“I feel very alone. But then, I always have.”
Religious occultism collides with the color yellow in Gemma Amor’s latest horror novel, The Once Yellow House. The Bram Stoker Award-nominated author adopts an entirely epistolary format for The Once Yellow House, with the story told through a combination of diary entries, newspaper clippings, and transcripts of audio recordings.
The plot of The Once Yellow House focuses on the events leading up to the Yellow Massacre of 2020, in which 347 members of a cult known as “The Retinue” were brutally killed on a property in upstate New York called the Once Yellow House. The Once Yellow House was owned by a married couple, Thomas and Hope Gloucester. Thomas is presumed dead from the Yellow Massacre, while Hope is now missing and needed for questioning.
Thomas originally started The Retinue online, gaining a following that somehow expanded exponentially after he and Hope moved into the Once Yellow House. Before long, cult members gathered to camp out in their yard, treating Thomas as a divine figure.
This epistolary style of The Once Yellow House is especially effective at revealing bits of information, allowing readers the chance to put together pieces of the puzzle. Gemma Amor also makes brilliant use of this format to delve into the minds of her two main protagonists: the presumably widowed Hope and one of the few cult survivors, known only as Once Yellow Kate. Hope and Kate are both murky about the events leading up to the Yellow Massacre and must rely on each other’s perspectives to piece together the full story.
I particularly enjoyed the discussions between Hope and Kate comparing art and religion. As an artist, Hope interprets many of the occultist practices in terms of artforms, noting how both art and religion embrace symbolism. Moreover, both famous artists and religious leaders earn followers who fervently await their every word.
I also appreciated Gemma Amor’s incorporation of artwork throughout the book, which provides another dimension of disquiet as we try to grasp the true nature of Hope’s situation. All of the artwork in The Once Yellow House, including the cover, were made by the author herself.
Through her believable and somehow relatable characters, Gemma Amor explores themes of emotional abuse and the corruption of love. The unsettling elements of The Once Yellow House span a range of psychological and cosmic horror, as well as truly grotesque body horror.
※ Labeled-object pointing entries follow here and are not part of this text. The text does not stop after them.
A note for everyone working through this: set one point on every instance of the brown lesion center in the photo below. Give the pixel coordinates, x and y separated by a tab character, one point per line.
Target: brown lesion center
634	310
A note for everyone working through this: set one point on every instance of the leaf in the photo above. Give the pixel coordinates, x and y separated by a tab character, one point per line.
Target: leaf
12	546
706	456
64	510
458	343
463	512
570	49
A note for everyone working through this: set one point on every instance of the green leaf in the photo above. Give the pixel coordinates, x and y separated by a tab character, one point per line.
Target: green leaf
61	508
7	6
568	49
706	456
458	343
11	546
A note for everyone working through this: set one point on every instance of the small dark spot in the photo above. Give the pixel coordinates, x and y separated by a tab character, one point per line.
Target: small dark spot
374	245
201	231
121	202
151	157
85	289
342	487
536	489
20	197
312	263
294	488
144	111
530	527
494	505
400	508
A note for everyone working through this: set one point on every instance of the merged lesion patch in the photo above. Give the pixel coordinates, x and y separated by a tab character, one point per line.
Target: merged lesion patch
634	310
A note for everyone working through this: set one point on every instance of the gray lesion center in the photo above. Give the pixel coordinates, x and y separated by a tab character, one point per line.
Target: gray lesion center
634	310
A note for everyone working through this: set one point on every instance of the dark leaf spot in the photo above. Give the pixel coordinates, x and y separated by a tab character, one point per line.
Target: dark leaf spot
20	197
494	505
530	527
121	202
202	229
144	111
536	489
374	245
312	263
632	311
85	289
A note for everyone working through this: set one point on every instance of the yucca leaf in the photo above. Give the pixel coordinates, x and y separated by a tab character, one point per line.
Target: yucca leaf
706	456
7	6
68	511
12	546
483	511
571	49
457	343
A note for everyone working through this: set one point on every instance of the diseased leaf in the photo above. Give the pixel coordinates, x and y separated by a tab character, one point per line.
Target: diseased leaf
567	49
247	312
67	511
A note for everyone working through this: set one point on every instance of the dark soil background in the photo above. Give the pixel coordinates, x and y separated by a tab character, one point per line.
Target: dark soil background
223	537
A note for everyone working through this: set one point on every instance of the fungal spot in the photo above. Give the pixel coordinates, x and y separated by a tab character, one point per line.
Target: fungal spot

This book is definitely not for the squeamish.
The Once Yellow House also serves as Gemma Amor’s love letter to the color yellow. Yellow is the color of happiness, light, energy, and friendship, but also the color of caution, cowardice, and deceit. I enjoyed reading Hope’s musings on these multifaceted meanings of yellow in art. Hope is particularly attracted by Vincent van Gogh’s prolific use of yellow in his paintings, reflecting on how his choice of color scheme mirrored his evolving mental state.
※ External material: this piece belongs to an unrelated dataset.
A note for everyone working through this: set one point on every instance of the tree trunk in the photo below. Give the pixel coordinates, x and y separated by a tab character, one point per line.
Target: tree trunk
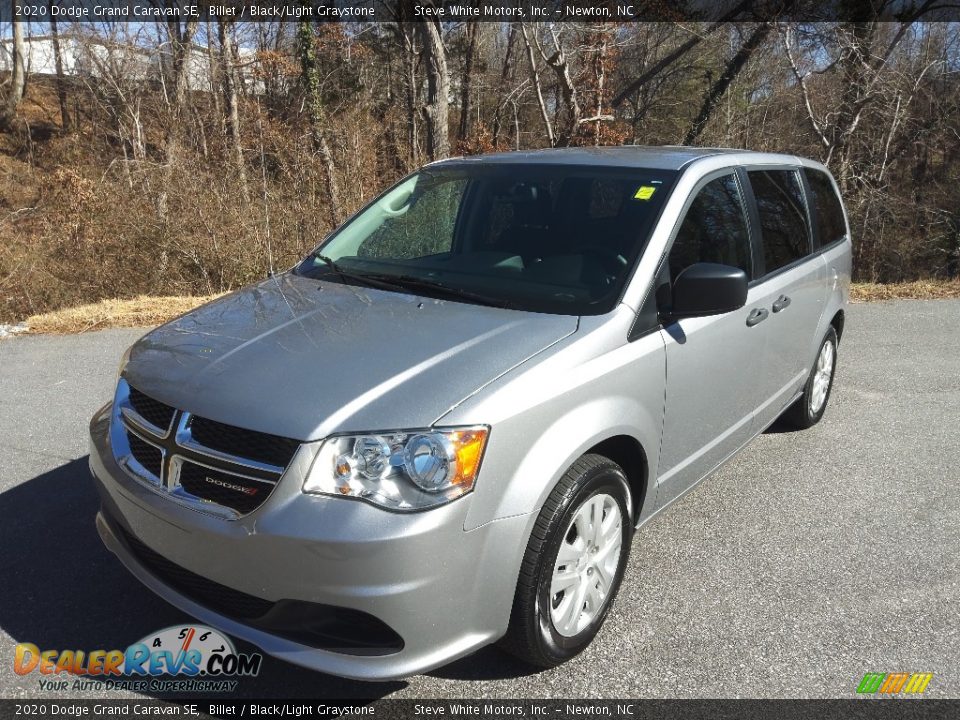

Gemma Amor’s writing is perfect, as usual, with a keen attention to detail. As an upstate New York native, I was pleasantly surprised to see that she even used our correct telephone area code in the novel.
Gemma Amor is one of my favorite horror authors, and The Once Yellow House only reinforces that view. The Once Yellow House is both a brilliantly constructed puzzle and a first-rate work of art.